= George R. Ellis =

American art historian

George R. Ellis (born 1937) was an author, art historian and director of the Honolulu Museum of Art from 1982 to 2003.

==Life==
George Ellis was born in Birmingham, Alabama. He received a BA in art history from the University of Chicago in 1959 and an MFA in painting from the same institution in 1962. He began his career as a painter. However, he later became assistant director of the Birmingham Museum of Art and then associate director of the Museum of Cultural History at the University of California, Los Angeles.

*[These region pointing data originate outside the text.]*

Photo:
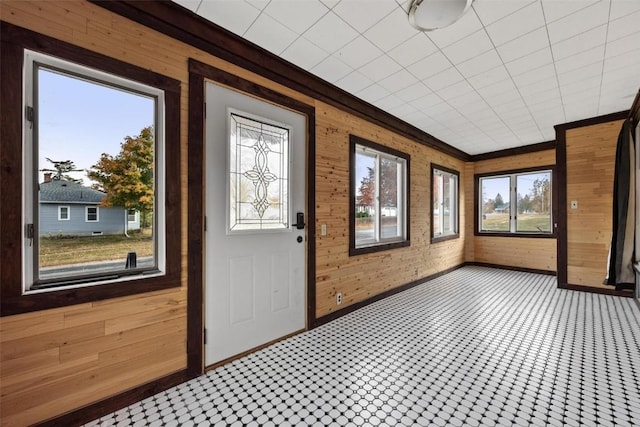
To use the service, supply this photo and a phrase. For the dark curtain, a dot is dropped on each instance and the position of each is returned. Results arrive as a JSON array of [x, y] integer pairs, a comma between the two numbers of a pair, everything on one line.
[[621, 255]]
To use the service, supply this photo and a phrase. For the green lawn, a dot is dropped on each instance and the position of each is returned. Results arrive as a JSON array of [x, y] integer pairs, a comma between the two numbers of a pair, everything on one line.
[[65, 250], [526, 222]]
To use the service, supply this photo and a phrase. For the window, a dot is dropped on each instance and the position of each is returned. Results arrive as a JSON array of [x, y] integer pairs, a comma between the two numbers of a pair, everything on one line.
[[91, 214], [379, 197], [119, 171], [516, 202], [63, 213], [444, 203]]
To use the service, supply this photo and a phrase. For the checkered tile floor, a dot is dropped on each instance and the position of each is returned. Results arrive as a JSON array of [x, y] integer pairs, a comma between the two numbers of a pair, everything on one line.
[[477, 346]]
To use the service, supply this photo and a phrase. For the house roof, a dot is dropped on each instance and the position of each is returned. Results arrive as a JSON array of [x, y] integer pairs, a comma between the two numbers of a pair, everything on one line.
[[61, 191]]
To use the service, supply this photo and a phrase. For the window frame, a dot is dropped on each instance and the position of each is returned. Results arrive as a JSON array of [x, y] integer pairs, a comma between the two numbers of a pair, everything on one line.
[[515, 173], [68, 209], [86, 214], [354, 142], [456, 233], [12, 60]]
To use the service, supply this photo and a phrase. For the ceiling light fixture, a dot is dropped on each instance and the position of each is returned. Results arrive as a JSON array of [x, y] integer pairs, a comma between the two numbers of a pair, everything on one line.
[[429, 15]]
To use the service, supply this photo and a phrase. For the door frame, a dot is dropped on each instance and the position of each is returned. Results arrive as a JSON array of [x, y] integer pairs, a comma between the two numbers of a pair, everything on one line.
[[199, 73]]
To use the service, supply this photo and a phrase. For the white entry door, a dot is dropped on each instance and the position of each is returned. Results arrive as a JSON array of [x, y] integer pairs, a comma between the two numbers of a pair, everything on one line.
[[255, 192]]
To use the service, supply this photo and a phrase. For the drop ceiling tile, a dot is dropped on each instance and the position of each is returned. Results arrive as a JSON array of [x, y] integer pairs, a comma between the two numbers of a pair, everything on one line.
[[429, 66], [584, 41], [468, 24], [469, 47], [363, 16], [623, 45], [379, 68], [413, 92], [624, 26], [192, 5], [579, 22], [580, 60], [480, 64], [270, 34], [489, 77], [236, 19], [304, 54], [455, 90], [534, 60], [398, 81], [373, 93], [443, 79], [331, 69], [354, 82], [524, 45], [491, 11], [413, 50], [330, 33], [391, 31], [557, 9], [621, 8], [358, 52], [521, 22], [296, 15]]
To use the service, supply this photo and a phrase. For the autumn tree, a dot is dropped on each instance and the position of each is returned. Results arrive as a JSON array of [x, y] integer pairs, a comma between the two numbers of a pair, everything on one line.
[[61, 169], [127, 178]]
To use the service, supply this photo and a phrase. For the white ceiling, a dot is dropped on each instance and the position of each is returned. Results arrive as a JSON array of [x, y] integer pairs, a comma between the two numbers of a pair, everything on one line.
[[500, 77]]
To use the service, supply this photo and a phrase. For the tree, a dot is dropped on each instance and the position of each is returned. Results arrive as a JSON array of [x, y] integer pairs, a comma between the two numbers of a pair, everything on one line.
[[127, 179], [61, 169]]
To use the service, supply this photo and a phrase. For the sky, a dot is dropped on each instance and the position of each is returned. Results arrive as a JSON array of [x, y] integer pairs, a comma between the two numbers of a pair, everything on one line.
[[79, 120]]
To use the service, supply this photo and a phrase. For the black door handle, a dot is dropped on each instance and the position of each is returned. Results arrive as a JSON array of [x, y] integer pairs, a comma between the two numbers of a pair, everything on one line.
[[299, 221]]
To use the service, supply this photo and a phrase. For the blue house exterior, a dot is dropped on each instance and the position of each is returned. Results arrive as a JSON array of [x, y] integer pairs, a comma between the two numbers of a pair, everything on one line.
[[68, 208]]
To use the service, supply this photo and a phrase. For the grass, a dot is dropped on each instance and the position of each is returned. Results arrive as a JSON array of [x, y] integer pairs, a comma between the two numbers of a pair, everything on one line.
[[526, 222], [65, 250]]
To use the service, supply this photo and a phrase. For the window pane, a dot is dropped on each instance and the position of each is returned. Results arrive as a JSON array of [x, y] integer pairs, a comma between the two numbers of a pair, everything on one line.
[[534, 202], [365, 221], [389, 191], [258, 175], [95, 148], [437, 203], [495, 204]]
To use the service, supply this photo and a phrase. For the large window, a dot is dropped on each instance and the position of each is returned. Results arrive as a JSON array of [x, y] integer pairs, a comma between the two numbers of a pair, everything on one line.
[[444, 203], [379, 197], [93, 141], [516, 202]]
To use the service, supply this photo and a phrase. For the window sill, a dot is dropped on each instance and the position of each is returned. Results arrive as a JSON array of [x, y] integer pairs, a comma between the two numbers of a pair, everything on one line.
[[378, 248]]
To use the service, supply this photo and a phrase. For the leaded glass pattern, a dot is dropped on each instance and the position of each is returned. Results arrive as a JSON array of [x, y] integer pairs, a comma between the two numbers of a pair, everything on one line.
[[258, 174]]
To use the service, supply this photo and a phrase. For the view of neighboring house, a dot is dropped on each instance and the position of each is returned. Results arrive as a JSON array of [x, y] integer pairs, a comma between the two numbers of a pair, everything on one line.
[[69, 208]]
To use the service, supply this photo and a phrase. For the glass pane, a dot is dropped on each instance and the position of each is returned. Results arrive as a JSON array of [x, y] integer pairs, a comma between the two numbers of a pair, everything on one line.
[[534, 202], [258, 175], [389, 189], [495, 204], [365, 220], [437, 203], [95, 154]]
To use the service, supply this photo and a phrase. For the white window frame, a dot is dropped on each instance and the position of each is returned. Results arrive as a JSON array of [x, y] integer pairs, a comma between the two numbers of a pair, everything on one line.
[[377, 239], [68, 209], [30, 219], [86, 214], [513, 203], [454, 199]]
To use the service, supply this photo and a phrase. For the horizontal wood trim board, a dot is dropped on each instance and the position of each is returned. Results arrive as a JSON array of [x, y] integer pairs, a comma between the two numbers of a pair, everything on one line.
[[527, 149], [177, 22], [106, 406]]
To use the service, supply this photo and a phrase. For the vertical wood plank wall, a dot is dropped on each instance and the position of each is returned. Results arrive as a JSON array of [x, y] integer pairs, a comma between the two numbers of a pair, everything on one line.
[[522, 252], [591, 152]]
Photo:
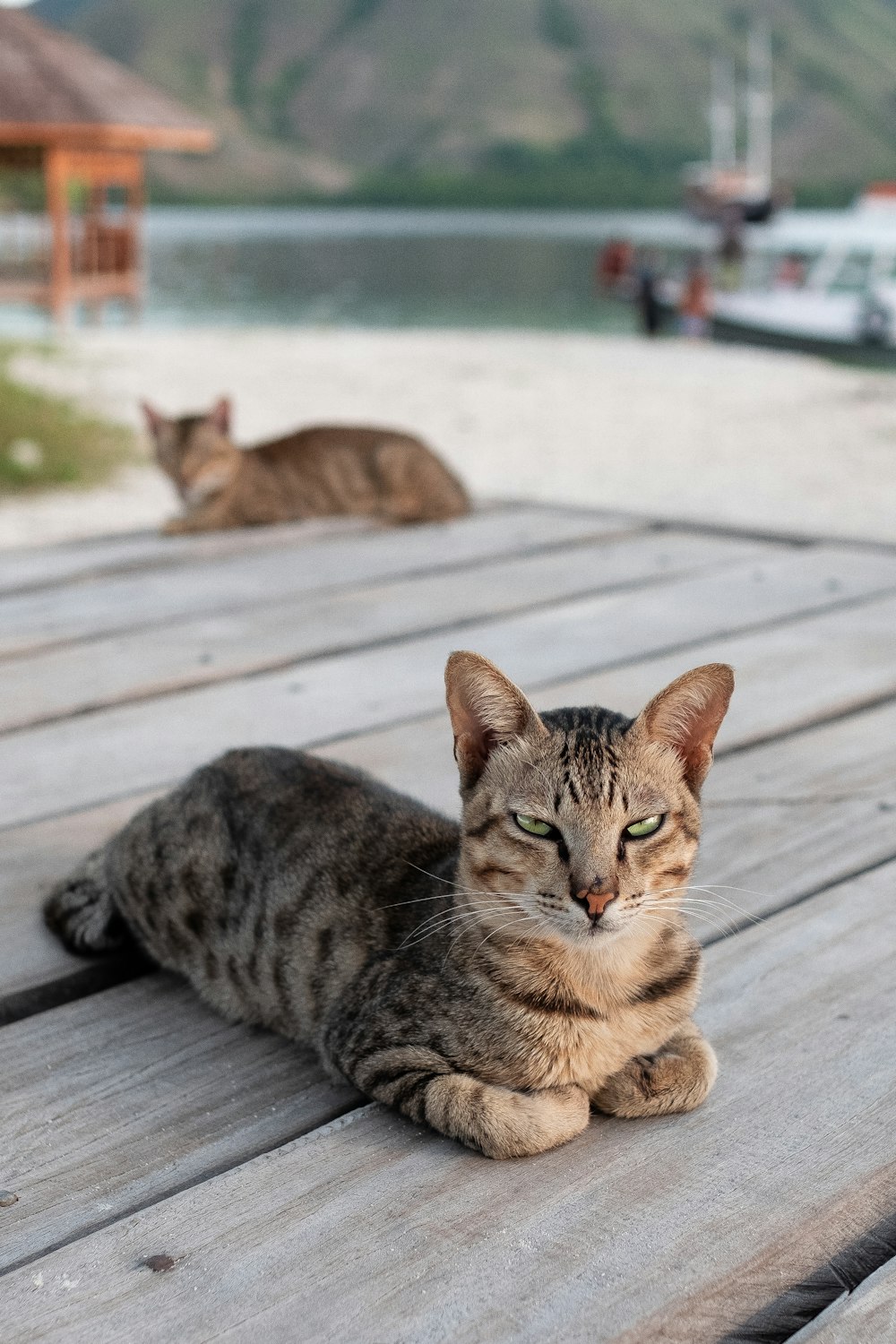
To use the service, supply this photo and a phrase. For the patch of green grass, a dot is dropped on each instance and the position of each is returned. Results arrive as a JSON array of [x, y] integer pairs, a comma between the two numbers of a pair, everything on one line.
[[46, 441]]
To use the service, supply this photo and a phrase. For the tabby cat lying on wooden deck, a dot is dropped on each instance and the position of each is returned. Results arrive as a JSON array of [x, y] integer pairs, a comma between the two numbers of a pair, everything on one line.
[[493, 978], [309, 473]]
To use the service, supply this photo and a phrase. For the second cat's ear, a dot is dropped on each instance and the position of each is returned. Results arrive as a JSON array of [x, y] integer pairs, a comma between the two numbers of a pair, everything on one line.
[[153, 418], [487, 711], [688, 715], [220, 414]]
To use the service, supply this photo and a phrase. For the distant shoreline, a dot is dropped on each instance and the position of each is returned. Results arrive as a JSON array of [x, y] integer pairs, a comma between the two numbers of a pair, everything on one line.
[[711, 435]]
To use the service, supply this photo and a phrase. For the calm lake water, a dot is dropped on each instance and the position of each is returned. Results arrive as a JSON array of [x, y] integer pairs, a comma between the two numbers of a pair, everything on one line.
[[381, 268], [413, 268], [368, 268]]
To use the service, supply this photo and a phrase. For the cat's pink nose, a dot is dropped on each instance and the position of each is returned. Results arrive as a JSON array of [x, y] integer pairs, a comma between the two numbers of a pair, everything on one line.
[[594, 900]]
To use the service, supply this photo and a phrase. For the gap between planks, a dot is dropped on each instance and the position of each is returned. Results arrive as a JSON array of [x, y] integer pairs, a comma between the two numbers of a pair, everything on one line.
[[108, 607], [142, 746], [90, 675]]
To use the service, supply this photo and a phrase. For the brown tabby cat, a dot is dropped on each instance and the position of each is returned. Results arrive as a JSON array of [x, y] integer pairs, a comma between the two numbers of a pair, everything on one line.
[[311, 473], [495, 978]]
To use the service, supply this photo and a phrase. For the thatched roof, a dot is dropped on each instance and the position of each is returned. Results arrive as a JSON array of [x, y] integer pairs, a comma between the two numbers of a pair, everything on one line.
[[56, 90]]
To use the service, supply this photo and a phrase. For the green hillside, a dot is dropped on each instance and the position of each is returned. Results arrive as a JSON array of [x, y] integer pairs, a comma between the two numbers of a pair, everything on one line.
[[505, 101]]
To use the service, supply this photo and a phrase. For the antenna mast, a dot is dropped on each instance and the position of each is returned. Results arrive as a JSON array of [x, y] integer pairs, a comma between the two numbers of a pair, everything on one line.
[[721, 115], [759, 105]]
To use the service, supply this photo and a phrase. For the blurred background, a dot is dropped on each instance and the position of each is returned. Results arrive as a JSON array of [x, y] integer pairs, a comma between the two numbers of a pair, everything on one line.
[[616, 253]]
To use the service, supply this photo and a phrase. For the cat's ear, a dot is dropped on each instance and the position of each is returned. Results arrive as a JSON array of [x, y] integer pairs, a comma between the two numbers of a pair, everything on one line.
[[688, 715], [220, 414], [153, 418], [487, 711]]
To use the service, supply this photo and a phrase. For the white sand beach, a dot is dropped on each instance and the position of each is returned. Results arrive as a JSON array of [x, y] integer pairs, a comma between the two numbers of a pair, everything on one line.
[[715, 435]]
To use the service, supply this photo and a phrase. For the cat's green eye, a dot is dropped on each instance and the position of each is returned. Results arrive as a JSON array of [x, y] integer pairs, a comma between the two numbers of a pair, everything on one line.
[[533, 825], [645, 827]]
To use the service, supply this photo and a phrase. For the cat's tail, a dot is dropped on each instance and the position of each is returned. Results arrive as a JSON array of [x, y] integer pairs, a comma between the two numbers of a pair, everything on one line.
[[82, 913]]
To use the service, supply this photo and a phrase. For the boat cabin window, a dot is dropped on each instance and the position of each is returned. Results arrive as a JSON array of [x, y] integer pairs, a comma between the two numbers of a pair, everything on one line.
[[853, 273]]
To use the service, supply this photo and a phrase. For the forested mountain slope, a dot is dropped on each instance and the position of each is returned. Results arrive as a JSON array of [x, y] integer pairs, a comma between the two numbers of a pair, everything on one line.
[[497, 99]]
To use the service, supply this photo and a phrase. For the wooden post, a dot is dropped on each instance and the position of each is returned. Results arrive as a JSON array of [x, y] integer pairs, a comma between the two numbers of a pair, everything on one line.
[[56, 182]]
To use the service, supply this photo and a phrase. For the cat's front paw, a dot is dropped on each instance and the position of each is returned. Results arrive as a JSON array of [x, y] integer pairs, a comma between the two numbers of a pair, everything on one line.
[[175, 526], [677, 1078]]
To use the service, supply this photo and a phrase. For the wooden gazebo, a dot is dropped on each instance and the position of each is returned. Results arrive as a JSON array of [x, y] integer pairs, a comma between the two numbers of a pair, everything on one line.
[[86, 123]]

Highlights of his tenure at the Honolulu Museum of Art include establishment of the Academy Art Center at Linekona and construction of the Luce Pavilion. He served on the boards of directors of the Bernice P. Bishop Museum, the East–West Center, the International Arts Society, the Japan-American Society, and the Manoa Heritage Society. In 2002, Ellis received the Alfred Preis Award from the Hawaii Alliance for Arts Education.

==Works==
His publications include:
- Casino, Eric S., George R. Ellis, Wilhelm G. Solheim II, Father Gabriel Casal and Regalado Trota Jose, People and Art of the Philippines, Museum of Cultural History, University of California, Los Angeles, 1962.
- Ellis, George R., Growing with the Museum of Cultural History, University of California, Los Angeles, 1981.
- Ellis, George R., Hokusai and Hiroshige, Asian Art Museum of San Francisco, San Francisco, 2000, ISBN 0-295-97766-3.
- Ellis, George R., Japanese Treasures from the Honolulu Academy of Arts, Honolulu Academy of Arts, Hawaii, 1996.
- Ellis, George R., Oceanic Art, a Celebration of Form, San Diego Museum of Art, 2009, ISBN 978-0-937108-46-8.
- Ellis, George R. and staff, A Decade in Retrospect. Works from Asia, Europe, The Near East, Africa, North and South America, Indonesia and Oceania, drawn from Museum Collections, University of California, Los Angeles, 1974.
- Ellis, George R. and Marcia Morse, A Hawaii Treasury, Masterpieces from the Honolulu Academy of Arts, Tokyo, Asahi Shimbun, 2000.
- Norris, Ben, Margaret Norris Castrey and George R. Ellis, Ben Norris, American Modernist, 1910-2006, University of Hawaii Press, 2009.